Along the northern edge of Chapel Field at Restoration Farm, a collection of new apple trees has recently been planted. The trees are young – mere twigs – but they have enormous potential.
The line of eight trees is named “Apple Trace.” The word “trace” is not used too often in this context. It is a rustic descriptor, but seems appropriate for Restoration Farm and the purpose of these trees. A “trace” is defined as a visible mark, such as a footprint made or left by the passage of a person, animal or thing. It is evidence or an indication of the former presence or existence of something.
There are some intriguing heirloom varieties found at Apple Trace. Ashmeade's Kernel was first grown from a seed planted by a physician named Dr. Ashmead in Gloucester, England at the turn of the 18th century. The fruit is eaten fresh or pressed for juice. Black Oxford can be traced to a seedling planted in Paris, Maine in 1790. The fruit is used for applesauce and baked desserts. Cortland was bred in 1898 in Geneva, New York and has a pure white flesh that is good for salads. Golden Russet is believed to have come from a mid-nineteenth century New York state seedling and is considered an excellent cider apple.

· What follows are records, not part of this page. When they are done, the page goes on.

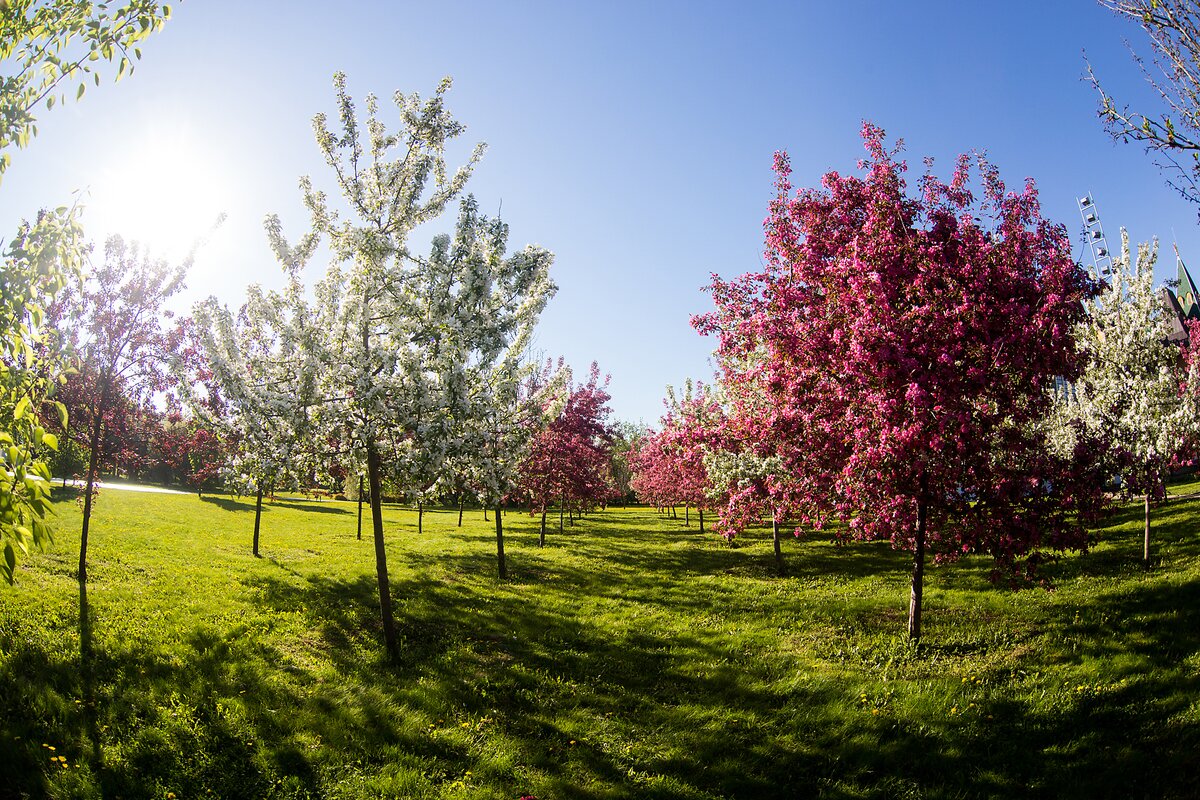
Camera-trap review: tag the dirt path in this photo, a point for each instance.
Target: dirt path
(124, 487)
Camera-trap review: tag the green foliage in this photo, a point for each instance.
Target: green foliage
(35, 268)
(630, 659)
(49, 48)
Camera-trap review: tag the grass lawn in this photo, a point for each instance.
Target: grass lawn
(631, 657)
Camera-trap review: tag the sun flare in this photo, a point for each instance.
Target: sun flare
(166, 190)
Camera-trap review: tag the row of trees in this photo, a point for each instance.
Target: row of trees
(933, 370)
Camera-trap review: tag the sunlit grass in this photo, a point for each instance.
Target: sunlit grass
(631, 657)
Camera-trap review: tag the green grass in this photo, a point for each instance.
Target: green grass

Honeycrisp has a delicious crunch, and was developed in Minnesota in the 1960s. Newtown Pippin is a Long Island native, first grown as a seedling in Queens, New York and harvested in 1730. It was a favorite of George Washington and grown at Thomas Jefferson’s Monticello and works well in tarts and pies. Prairie Spy was developed in Minnesota and raised from seeds planted in 1914. It is a crisp, juicy, full-flavored eating apple. Winesap is an excellent storage apple and probably dates back to the 18th century.
Apple Trace is planted in memory of my Dad, James M. Barritt, Jr. who passed away on January 10, 2012. My Dad loved apples and ate one every day for lunch. But, he also played an important part in my involvement at Restoration Farm. My Dad and Mom first brought my brothers and me to Old Bethpage Village Restoration when we were young and we would visit often as a family – long before Restoration Farm was cultivated on the same land.
Once I became a member at the farm, we would visit together. One of my favorite photos of my parents is a picture taken at the Restoration Farm Summer Solstice potluck dinner in the field in 2010. It was a gorgeous summer afternoon and they look so happy. So my memories of my parents and my association with Restoration Farm are always entwined. It seems fitting that we plant Apple Trace to honor my Dad at a place where I still visit so frequently and where he once planted seeds of appreciation for history, the land and farming within me.
I am grateful to head growers Caroline Fanning and Dan Holmes who were so supportive of this planting in memory of my father, and to Glenn Aldridge who planted many of the apple trees with such care. I look forward to the years to come when Apple Trace will bear fruit and my Dad’s spirit will be celebrated with beautiful apples shared with the community of members at Restoration Farm.